Saturday, July 11, 2009

The Brothers Carrotmazov

For some reason I was thinking of Veggie Tales. For those of you who aren't Christian, Veggie Tales is basically one of those cartoons made for Christians to help express the intricacies of the faith to the little kiddies in ways that are more interesting then reading the Bible, which can be something of a boring read, or even worse reading Aquinas or some. Instead, you get little funny cartoons about vegitables that very from Biblical Retellings, to retellings of the classics with a Christian message.
I was thinking about how they'd redo classics like this. The ones that came to mind are "The Grapes of Wrath,"(done with actual grapes), and "Madame Bovarry,"(renamed Madame Blueberry). These are both books I have yet to read, but I figure I am going to get around to them at somepoint. Still, stuff like Madame Blueberry is different from Madame Bovary. Instead of the Madame Bovary character having a series of affairs, she goes on a shopping spree. This is because the show is supposed to be for kids. It also occured to me, why aren't they doing works by Christian writers? I mean, Flaubert and Steinbeck are Christians, at least I'm pretty sure they are, but why aren't they doing classics by writers who were open about their faith, say Dostoyevsky.

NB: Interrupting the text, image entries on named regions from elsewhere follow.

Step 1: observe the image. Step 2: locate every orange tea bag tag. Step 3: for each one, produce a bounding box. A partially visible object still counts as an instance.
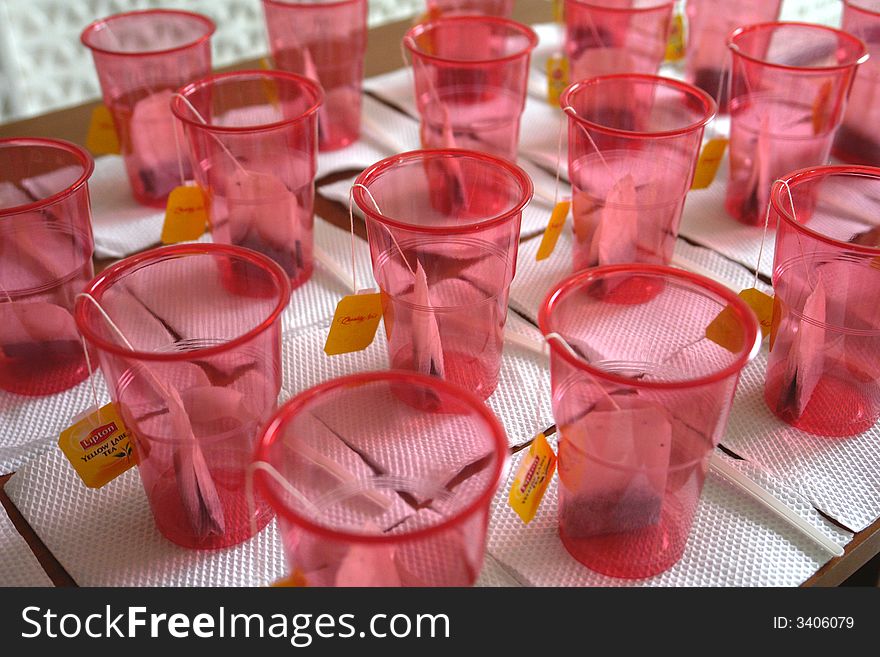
[547,53,570,105]
[508,433,556,524]
[666,14,685,62]
[706,287,774,353]
[324,290,382,356]
[86,105,122,155]
[535,200,571,262]
[58,403,137,488]
[162,185,208,244]
[691,137,728,189]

Which brings me to the brunt of todays post, what if Veggie Tales did an episode based on a Dostoyevsky novel.
Now, this can get pretty dark, because the two novels by Dostoyevsky I have read are Crime and Punishment and The Brothers Karamazov. Crime and Punishment is about a guy who kills a pawn broker in cold blood, and the rest of the novel is basically him being sick, guilty and the reader and him trying to put all this in persepctive. And plot of the Brothers Karamazov is basically driven by sex, lies and murder. Despite this, both novels have what I see as fundamentally a Christian meaning, and both speak much of redemption. Would the folks down at Big Ideas, the guys who make Veggie Tales, be open to a retelling of a Dostoyevsky novel and if so, how would they do it.
The one I'm thinking is The Brothers Karamazov, if only because it is the hardest to actually put into terms of a children's show since the major event of the novel revolves around patricide (alleged patricide in some cases but still). As in Madame Blueberry, they would have to find something that won't shoke the kids and more importantly the parents. What this could possibly be. Which also reminds me that what lead up to the patricide was the fact that the father was trying to seduce a woman that one of the brothers was interested in and who he had left for his wife. This would also be hard to work in. Actually, Dostoyevsky is probubly not a good example for this because of all that is going on in the book. Fyodor's writing is just to complex to make into a Veggie Tales episode.
But the point is, I have this image of the cast of Veggie Tales as characters in a darker and edgier episode based on Dostoyevsky. It's not exactly a bad thing either, since it is still in the same basic format but we're doing the kind of things that I'm experiencing now as a Christian. The nature of faith, the seeming cruelty of the universe. Why is it that they only make Christian cartoons for kids and when they do it can be so optomistic? Maybe I should develop something like Veggie Tales for people my age who are more open to the idea of questioning the nature of there faith. I'll have to make a follow up to this at somepoint.